The leader can also very quickly and spontaneously create a yes/no poll for the participants, which is a quick way to test or solidify agreement without disturbing the flow of the meeting. (I think brainstorming activities as being somewhat between daily collaborative work and a bit more formal meeting. For these we have tools for quickly creating and working with stickies, arrangements of topics, and multi-choice/multi-vote polls, too. Again, it’s handy to use the same environment for all these different forms of activity so that the results are there to be made use of in other activities.)
A lot of this stuff is available in specialized 2D meeting software, but I find those to be too restrictive. Part of the problem is that in some cases, you can only follow-the-leader. If you’re not the leader in software oriented towards group sales presentations, the most you can ever do is to text-chat a question. But more than that, even if I were allowed to do more, there simply isn’t that much to do.
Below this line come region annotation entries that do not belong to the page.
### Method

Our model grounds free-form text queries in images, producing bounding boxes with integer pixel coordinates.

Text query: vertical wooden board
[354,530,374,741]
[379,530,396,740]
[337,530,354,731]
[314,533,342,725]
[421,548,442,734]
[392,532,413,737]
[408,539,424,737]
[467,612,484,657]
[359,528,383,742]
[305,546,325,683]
You don’t get the natural free-form interactive experience that a virtual world or telepresence system allows. But unlike the high-end telepresence systems, a virtual world does let your avatar do things that you cannot readily do in the physical world. So the idea is that when it is appropriate, to include but not require everything that’s possible in any meeting system.
This is fascinating. I like the part about people feeling less tired when their avatars can sit.
I’ve heard that at the Academy Awards show, there are professional seat-fillers who temporarily occupy the seats of anybody in the audience who steps out for a smoke or to use the rest room (so that there won’t be empty seats when the television cameras scan the audience). I wonder if you’re going to have to come up with a way to handle that situation also?
Indeed, I could see someone wanting seat-fillers at a virtual event (http://wetmachine.com/i…) that was open to the press.
It turns out that we do have internal technology that would work for that. For testing purposes, we have the ability to raise an arbitrary size crowd of robot users. (We rent virtual user machines on one of the commercial cloud computing platforms, and run the client application on each. Then we have a setting that makes that user run through a randomly timed set of random actions.) Both pictures above are using that technology, with the latter “Magritte” image being an early version when something went a little wrong. Notice that the names of the “users” in the first picture are “extraNN”? I also used “the crowd” to film http://wetmachine.com/i… from the comfort of my back patio with one laptop and no one else involved.
In the first picture, above, the meeting leader summoned everyone to come to a particular spot. If that spot had been an auditorium mostly filled with seats (of “real” avatars or robots), as many robots as would fit would have taken the empty seats.